Feb 13

Asset Protection – PPSA Review

Most Australians insure their home, contents and vehicle, with good reason, but for most people in business, there are greater risks that are often left exposed:

  • The ability to earn an income – there is unlikely to be a more valuable asset in a person’s life than their ability to work and yet, life, trauma and income protection insurances are often neglected;
  • Marriage break-down – it will never happen to me … but statistically, the odds are poor and if it happens, fire, flood and theft are the least of your concerns;
  • Insolvency – unfortunately, this can happen to even the most prudent business person: a GFC, overseas labour or imports, new competitors, new taxes, a big client going into liquidation, etc.; and if it does happen it affects more than a single asset or a split of marital assets.  It is 100%, less the bare essentials (a basic wage, car, furniture and trade tools).

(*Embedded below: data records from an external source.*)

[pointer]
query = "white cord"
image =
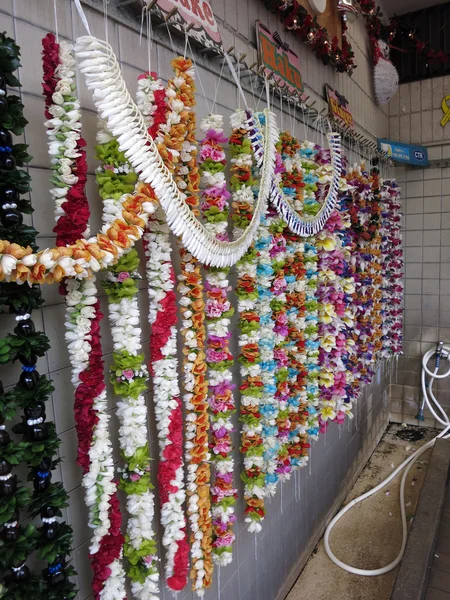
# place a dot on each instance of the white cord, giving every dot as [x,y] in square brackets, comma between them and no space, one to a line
[408,463]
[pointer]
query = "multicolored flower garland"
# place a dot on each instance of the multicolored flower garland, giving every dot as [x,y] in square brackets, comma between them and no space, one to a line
[218,309]
[292,185]
[391,251]
[310,207]
[269,405]
[129,379]
[83,324]
[163,337]
[249,324]
[194,334]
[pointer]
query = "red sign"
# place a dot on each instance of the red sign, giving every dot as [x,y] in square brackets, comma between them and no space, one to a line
[197,13]
[338,107]
[278,59]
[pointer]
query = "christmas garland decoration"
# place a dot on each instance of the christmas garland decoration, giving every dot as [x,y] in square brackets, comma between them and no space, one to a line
[195,385]
[82,319]
[163,337]
[126,123]
[249,325]
[307,29]
[218,311]
[39,445]
[129,379]
[305,224]
[379,28]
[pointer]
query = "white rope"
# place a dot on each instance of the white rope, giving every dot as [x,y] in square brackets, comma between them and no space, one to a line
[114,104]
[82,16]
[55,13]
[236,79]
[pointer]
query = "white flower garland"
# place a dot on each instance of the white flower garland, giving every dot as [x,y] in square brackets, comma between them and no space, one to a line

This firm does not sell insurance; nor do we try to provide tax or accounting advice; we do not provide family law services; however, we know good people who do these things, and they can all be important elements in an asset protection plan.  We provide the overall strategy: designing and creating structures (corporations, family trusts, unit trusts, etc.) to create asset havens; risk identification and mitigation (e.g. planning against director personal liabilities); asset security advice (mortgages, charges, security registration); and guidance in times of financial crisis (insolvency advisory).
 
Asset-holding entity / Trading entity
The purpose of this short article is to provide an update and warning about a very popular, and usually effective, asset protection strategy: separating the asset-holding entity from the risk-taking trading entity, while giving the trading entity access to the valuable and essential assets (e.g. vehicles, plant and machinery or intellectual property in a franchise or software company) informally, or through a lease, licence or bailment arrangement.
 
This has been a favourite (and effective) accountants’ strategy for decades.  If the trading entity suffers misfortune, and becomes insolvent, the most valuable and essential assets are preserved in the asset-holding entity.  It is much easier to start again; lawful “phoenix” activity.
 
Personal Property Securities Register – PPS Leases

However, in January 2012, the Personal Property Securities Register came online and changed the rules.  This popular strategy to separate asset ownership from the trading entity may fail if not on the Register.  Business owners with these structures should promptly seek advice.
 
The law introducing this register, the Personal Property Securities Act 2009 (PPSA), creates a legal concept new to Australia called the “PPS Lease”.  As you might expect, the “PPS Lease” concept includes a lease, however, it also often includes a licence, bailment, hire-purchase, consignment or retention of title arrangement.  Basically, the new concept covers most occasions when the asset (tangible or intangible) is in the possession of another.
 
If the trading entity has possession of the assets for more than 12 months (or 90 days for assets that may or must have a serial number, e.g. vehicles), and the true ownership is not registered as a security interest on the Register, then receivers or liquidators and some other registered secured creditors (e.g. financiers to the trading entity with broad-based security – fixed and floating charges in the pre-PPSA terminology) can often ignore the true legal ownership, and seize and sell the assets.
Register the true ownership as a PPS Lease or else, possession can become “10/10ths” of the law.